School enrollment continues to fall – but there is hope it seems locally.
This story is a tale of two school districts – a story out of Penticton and a comparison to Okanagan Similkameen SD #53.
Recent story out of Okanagan Skaha (SD #67) – they have 1900 empty spaces in all 18 schools rising to 1983 spaces by 2019. Five of these schools have 40 percent of space empty.
I do not have a current comparative study locally but can state – the last report indicates another loss of about 45 students in Okanagan Similkameen. (September – 2014 to 2015)
Oliver Elementary is up
Osoyoos Elementary is up
Cawston Primary, Tuc-el-nuit, Keremeos and Okanagan Falls Elementary are down
Three high schools are down. Eight buildings in total with classroom space.
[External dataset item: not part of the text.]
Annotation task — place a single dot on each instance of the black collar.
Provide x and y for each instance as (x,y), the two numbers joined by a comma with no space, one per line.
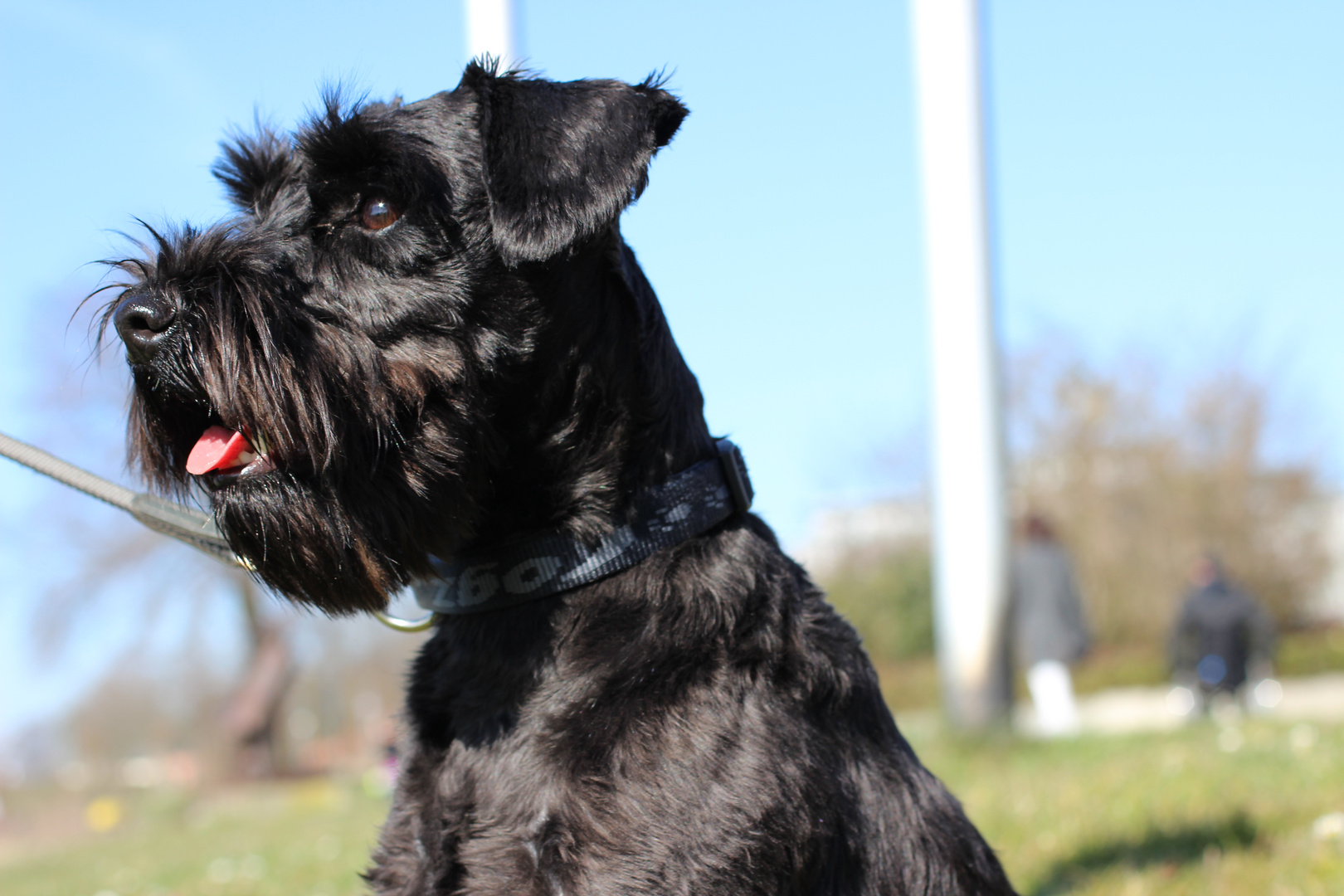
(689,503)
All YouLearn Centres are now in-house and not on the street.
Where are we going with this: Okanagan Skaha has just completed a facilities report and is now engaging the public in a discussion about possible future closures. That board faces a million dollar funding cut.

Okanagan Similkameen had a completed facilities report in 2010 by Matrix Planning. It had recommended that trustees look at the closure of the Osoyoos High School and Tuc-el-nuit Elementary. That never happened. The public revolted and that idea was squashed.
Since then – enrollment falls and the Education Ministry continues to ask for cuts. The local school board has a surplus and is padded from hard landings but that resource will dry up fairly soon.
We talked this week to Superintendent Bev Young. Young says a review of the facilities report is probably overdue but trustees have not put it on the agenda yet. That review likely would be internal. Young was quick to talk about the previous year surpluses. She said those funds are in trust, cannot be used for operations, only on one-time capital purchases or large fixes – so the board is always looking at ways of cutting costs system wide.
The hope is that enrollment stats flatten out and growth begins in the next 5 to 10 years. This school district has also been a leader in filling space with community resources like the HUB, daycare and kindergarten services.